The World’s Largest Photo Returns Home to California

The Great Picture
The Great Picture

The world’s largest photograph taken on the world’s largest camera has returned home to California after being exhibited around the world.

Visitors to the Great Park in Irvine will be able to see The Great Picture once more: a 31-foot by 111-foot print showing a view of Marine Corps Air Station El Toro which used to operate on the site of the Great Park.

What is The Great Picture?

The Great Picture was created by six photographers on July 6, 2006, and effectively employed an abandoned jet hangar as a giant pinhole camera.

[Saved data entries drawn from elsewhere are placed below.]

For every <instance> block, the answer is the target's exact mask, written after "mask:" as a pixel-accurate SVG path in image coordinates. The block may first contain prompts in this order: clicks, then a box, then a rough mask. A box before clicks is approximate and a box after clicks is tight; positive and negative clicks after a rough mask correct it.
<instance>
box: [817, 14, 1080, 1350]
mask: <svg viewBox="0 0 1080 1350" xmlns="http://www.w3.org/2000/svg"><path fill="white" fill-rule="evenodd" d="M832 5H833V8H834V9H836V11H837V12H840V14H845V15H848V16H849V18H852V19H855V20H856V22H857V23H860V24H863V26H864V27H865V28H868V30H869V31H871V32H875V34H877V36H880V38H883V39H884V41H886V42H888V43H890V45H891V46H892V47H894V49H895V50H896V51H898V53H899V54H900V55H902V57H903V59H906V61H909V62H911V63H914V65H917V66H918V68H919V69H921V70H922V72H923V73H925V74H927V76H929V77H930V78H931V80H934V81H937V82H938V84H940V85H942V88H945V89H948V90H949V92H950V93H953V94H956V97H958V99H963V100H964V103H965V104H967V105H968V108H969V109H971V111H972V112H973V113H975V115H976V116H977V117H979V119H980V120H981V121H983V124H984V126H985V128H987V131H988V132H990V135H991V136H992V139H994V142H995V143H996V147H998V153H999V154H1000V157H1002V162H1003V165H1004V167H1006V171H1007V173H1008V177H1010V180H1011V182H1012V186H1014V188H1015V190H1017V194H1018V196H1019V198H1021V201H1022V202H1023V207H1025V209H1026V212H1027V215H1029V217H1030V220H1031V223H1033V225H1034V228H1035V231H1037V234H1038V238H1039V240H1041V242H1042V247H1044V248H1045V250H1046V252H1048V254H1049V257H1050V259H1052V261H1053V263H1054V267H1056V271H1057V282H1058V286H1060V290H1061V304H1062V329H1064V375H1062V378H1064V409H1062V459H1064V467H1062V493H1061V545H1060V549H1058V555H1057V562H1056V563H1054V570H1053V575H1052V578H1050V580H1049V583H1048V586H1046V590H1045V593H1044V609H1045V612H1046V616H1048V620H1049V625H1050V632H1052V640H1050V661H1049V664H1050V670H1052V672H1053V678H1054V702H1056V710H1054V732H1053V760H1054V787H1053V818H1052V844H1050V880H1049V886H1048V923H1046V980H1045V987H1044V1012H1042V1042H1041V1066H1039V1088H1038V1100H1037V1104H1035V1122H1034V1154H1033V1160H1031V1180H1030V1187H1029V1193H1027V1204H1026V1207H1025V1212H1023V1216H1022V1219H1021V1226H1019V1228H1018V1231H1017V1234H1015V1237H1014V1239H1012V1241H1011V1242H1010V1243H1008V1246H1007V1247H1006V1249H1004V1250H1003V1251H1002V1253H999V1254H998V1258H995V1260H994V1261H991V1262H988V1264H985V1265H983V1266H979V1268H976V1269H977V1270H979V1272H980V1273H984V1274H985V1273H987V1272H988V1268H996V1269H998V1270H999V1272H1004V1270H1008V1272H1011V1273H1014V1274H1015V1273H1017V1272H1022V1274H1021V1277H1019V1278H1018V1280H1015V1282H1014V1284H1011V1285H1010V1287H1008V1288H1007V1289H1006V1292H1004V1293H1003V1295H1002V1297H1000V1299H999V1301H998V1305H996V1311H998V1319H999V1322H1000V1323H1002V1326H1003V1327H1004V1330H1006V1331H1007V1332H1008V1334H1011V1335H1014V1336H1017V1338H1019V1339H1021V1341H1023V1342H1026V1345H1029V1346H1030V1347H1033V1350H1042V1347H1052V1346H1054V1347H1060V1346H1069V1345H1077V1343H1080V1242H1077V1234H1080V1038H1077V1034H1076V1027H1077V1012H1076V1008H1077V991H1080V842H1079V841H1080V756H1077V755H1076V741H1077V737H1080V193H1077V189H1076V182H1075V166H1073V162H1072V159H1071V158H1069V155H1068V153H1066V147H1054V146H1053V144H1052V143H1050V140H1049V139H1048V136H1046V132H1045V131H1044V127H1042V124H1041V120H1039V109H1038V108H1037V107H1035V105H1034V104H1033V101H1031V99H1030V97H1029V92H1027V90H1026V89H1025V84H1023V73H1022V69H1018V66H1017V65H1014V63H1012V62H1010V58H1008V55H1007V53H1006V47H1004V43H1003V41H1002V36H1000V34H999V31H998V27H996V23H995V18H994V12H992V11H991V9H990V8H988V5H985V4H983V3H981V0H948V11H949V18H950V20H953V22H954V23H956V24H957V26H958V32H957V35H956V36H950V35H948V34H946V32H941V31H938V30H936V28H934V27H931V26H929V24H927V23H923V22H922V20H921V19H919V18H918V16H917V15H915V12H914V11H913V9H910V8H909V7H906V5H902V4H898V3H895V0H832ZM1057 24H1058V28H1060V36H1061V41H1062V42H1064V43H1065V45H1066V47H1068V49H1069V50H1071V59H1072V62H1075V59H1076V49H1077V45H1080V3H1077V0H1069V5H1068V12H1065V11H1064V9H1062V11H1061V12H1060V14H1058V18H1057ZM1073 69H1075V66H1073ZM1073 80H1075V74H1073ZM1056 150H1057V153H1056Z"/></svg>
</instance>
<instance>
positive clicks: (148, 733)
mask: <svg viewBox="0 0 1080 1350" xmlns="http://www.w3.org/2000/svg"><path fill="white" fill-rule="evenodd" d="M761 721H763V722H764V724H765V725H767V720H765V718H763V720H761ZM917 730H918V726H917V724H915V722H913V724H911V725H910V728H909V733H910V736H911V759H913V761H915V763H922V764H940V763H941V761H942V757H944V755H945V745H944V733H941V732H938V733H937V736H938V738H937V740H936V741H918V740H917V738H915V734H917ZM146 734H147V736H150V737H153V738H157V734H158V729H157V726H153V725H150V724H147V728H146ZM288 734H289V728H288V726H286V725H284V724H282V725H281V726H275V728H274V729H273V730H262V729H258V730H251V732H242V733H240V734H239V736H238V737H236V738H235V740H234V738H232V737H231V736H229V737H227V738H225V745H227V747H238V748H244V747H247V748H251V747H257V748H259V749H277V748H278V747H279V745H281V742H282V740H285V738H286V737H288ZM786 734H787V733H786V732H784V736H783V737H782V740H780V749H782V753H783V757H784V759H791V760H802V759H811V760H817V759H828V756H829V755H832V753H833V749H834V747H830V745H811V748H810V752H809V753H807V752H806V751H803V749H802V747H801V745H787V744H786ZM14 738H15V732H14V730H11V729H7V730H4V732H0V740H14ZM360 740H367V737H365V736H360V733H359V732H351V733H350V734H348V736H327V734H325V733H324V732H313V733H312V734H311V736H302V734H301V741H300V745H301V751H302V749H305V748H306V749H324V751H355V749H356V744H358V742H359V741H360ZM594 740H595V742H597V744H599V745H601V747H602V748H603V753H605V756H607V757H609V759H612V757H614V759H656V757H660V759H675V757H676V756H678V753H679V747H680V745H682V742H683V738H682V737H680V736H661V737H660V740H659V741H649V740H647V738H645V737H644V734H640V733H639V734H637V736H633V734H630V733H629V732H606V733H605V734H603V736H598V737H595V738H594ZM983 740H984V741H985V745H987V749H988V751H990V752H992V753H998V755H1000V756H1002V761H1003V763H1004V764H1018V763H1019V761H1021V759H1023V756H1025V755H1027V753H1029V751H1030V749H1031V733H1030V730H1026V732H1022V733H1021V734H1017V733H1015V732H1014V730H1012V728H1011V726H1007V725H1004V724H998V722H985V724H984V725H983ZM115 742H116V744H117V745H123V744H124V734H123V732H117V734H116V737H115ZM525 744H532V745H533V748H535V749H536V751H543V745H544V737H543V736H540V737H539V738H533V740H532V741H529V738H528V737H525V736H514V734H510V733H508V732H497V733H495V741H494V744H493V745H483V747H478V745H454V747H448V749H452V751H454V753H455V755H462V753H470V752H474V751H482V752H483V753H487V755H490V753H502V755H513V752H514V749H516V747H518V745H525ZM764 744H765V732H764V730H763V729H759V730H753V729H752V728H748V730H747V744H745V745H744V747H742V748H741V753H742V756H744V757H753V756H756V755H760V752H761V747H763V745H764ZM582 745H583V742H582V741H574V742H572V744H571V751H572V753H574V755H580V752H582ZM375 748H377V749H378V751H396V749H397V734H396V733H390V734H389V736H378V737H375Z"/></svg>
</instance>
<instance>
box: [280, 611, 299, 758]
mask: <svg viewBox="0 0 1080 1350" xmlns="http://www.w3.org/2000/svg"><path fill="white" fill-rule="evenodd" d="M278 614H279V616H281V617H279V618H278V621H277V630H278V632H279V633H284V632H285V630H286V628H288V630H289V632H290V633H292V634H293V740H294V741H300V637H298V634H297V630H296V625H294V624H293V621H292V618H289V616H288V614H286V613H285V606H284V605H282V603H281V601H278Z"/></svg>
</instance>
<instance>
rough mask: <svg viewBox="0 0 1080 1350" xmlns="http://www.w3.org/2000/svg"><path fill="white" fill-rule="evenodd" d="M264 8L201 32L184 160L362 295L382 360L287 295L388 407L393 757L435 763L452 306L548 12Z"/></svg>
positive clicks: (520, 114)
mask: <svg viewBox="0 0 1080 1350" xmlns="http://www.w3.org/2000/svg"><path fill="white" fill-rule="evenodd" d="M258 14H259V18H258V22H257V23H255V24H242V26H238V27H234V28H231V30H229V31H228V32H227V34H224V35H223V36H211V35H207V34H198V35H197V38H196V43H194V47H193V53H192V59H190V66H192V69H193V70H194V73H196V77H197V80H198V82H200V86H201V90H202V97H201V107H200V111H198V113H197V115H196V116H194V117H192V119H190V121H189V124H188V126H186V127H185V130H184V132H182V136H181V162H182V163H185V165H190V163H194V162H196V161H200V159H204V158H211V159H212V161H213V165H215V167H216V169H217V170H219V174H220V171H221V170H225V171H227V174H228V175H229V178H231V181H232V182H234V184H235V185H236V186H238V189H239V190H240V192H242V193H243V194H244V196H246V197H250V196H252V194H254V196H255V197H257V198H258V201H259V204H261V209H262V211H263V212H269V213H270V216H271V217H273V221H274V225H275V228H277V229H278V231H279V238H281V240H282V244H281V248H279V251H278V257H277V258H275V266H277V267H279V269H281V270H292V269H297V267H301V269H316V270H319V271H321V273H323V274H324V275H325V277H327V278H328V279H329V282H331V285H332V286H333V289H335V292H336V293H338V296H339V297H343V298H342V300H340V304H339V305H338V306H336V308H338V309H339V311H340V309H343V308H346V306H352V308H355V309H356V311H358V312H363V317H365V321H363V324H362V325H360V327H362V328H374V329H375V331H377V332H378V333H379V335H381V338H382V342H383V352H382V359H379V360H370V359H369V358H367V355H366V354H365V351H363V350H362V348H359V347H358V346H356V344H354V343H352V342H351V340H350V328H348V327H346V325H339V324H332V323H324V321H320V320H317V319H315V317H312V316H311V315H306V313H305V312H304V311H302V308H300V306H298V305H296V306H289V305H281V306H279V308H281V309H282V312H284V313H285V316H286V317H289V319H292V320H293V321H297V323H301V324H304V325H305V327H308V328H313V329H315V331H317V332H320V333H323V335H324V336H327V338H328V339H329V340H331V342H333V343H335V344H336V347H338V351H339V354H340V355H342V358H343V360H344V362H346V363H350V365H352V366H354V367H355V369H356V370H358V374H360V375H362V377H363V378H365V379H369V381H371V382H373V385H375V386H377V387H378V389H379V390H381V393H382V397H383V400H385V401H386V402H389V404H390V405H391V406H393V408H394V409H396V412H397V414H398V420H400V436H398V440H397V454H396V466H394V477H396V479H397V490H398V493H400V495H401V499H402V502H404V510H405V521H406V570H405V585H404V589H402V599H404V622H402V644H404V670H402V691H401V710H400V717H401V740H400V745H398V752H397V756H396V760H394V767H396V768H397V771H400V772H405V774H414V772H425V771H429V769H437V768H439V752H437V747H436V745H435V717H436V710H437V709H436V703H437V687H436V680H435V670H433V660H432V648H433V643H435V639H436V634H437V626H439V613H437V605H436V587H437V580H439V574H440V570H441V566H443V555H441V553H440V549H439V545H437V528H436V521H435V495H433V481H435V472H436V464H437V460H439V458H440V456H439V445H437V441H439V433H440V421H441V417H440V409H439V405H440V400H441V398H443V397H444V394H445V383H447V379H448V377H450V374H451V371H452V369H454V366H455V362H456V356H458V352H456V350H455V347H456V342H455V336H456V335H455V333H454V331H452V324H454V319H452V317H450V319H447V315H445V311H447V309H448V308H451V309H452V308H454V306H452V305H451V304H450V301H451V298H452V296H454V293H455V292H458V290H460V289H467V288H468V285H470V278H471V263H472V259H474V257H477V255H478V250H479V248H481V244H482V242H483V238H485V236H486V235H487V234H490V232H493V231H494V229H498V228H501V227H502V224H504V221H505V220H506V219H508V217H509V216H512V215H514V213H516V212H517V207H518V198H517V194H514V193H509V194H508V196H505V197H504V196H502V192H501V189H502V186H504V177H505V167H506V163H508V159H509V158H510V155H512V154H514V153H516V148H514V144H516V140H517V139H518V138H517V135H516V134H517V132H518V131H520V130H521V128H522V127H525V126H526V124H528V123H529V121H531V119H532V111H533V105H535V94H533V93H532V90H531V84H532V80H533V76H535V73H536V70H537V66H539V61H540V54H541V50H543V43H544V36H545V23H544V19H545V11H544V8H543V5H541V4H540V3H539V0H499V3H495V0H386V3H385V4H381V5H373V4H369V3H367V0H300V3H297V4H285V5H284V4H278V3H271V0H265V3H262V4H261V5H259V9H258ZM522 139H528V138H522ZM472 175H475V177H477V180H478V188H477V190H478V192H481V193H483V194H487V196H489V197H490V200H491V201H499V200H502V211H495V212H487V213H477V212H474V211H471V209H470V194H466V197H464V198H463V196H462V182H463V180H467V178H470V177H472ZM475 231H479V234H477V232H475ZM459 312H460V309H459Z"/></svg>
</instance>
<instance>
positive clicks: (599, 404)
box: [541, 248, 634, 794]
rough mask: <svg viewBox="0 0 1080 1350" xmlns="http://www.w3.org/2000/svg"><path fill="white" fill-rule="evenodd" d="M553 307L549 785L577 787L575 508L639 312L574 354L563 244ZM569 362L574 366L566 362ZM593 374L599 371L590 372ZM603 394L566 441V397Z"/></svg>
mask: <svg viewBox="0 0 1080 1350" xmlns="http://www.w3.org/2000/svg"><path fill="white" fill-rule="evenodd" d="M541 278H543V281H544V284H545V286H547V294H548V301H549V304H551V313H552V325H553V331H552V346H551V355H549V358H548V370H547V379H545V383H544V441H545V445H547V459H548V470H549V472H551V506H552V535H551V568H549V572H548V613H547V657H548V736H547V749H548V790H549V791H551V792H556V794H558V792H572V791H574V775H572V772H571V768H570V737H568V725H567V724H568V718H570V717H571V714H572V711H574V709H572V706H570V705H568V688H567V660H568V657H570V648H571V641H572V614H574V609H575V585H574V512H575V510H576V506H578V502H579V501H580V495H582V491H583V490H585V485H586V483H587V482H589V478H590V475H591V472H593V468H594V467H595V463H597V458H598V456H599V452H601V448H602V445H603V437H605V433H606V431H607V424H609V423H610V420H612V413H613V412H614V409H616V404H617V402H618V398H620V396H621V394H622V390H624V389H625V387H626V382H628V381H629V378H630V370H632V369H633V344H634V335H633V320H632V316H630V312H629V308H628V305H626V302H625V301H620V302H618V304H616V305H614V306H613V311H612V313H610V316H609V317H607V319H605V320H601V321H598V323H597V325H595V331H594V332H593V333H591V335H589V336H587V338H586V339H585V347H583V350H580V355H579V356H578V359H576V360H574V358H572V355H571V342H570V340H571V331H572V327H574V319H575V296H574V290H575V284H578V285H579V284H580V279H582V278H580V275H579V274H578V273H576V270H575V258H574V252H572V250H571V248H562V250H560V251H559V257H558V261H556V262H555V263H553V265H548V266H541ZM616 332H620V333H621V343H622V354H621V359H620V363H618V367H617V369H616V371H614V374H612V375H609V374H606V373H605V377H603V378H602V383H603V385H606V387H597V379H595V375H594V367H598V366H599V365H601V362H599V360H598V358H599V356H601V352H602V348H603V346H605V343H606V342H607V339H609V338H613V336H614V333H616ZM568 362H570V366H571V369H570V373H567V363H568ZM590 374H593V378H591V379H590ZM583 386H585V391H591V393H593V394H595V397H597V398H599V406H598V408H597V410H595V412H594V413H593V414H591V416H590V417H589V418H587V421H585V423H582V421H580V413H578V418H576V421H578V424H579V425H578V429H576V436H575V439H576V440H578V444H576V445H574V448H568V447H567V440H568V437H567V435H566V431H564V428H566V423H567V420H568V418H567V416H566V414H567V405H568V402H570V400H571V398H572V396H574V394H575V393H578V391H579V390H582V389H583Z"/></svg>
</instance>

Six artists Jerry Burchfield, Mark Chamberlain, Jacques Garnier, Rob Johnson, Douglas McCulloh, and Clayton Spada set out to document as much of the El Toro air base before it was demolished and their magnum opus was The Great Picture.

The Legacy Project
The Legacy Project artists: (from left) Mark Chamberlain, Robert Johnson, Jerry Burchfield, Jacques Garnier, Douglas McCulloh, Clayton Spada

PetaPixel reported back in 2011 how over the course of two months the hangar was converted into a camera obscura darkening the space with 24,000 square feet of plastic, 1,300 gallons of foam filler, 1.52 miles of tape, and 40 cans of spray paint.

A staggering 80 liters of emulsion was used to make the canvas light-sensitive and the aperture was a 6mm hole in the side of the hangar that projected the image onto the canvas. The photograph was exposed for 35 minutes.

600 gallons of the traditional black and white developer was used to develop the canvas, and 1,200 gallons of fixer was applied afterward. It was then washed using fire hoses spraying at 750 gallons per minute.

The Great Picture
The Great Picture

“We pulled it off through the help of probably 400 volunteers, at one time or another, who came to help,” Jacques Garnier, president of the Legacy Project, tells the Daily Pilot in a recent interview.

“There was a row of former jet hangars, helicopter squadron hangars that were facing the control towers that would have just made beautiful camera obscuras, so we picked one and went from there,” adds Clayton Spada. “After that, for the year from the time of inception to the time we actually did it, we were fundraisers, we were politicians, we were construction workers, anything but artists.

“It was fortunate that we had beer because if we had any inkling of what we would have gotten ourselves into, we would have easily talked our way out of it, just the logistics of this. I’d do it again in a heartbeat. It’s one of the most insane things we’ve ever done.”

The Great Picture: Making the World’s Largest Photograph is currently on exhibit until May 7 at Palm Court Arts Complex in Irvine

The amazing photograph was previously shown at the Smithsonian Institution’s National Air and Space Museum and the Central Academy of Fine Arts in Beijing, China.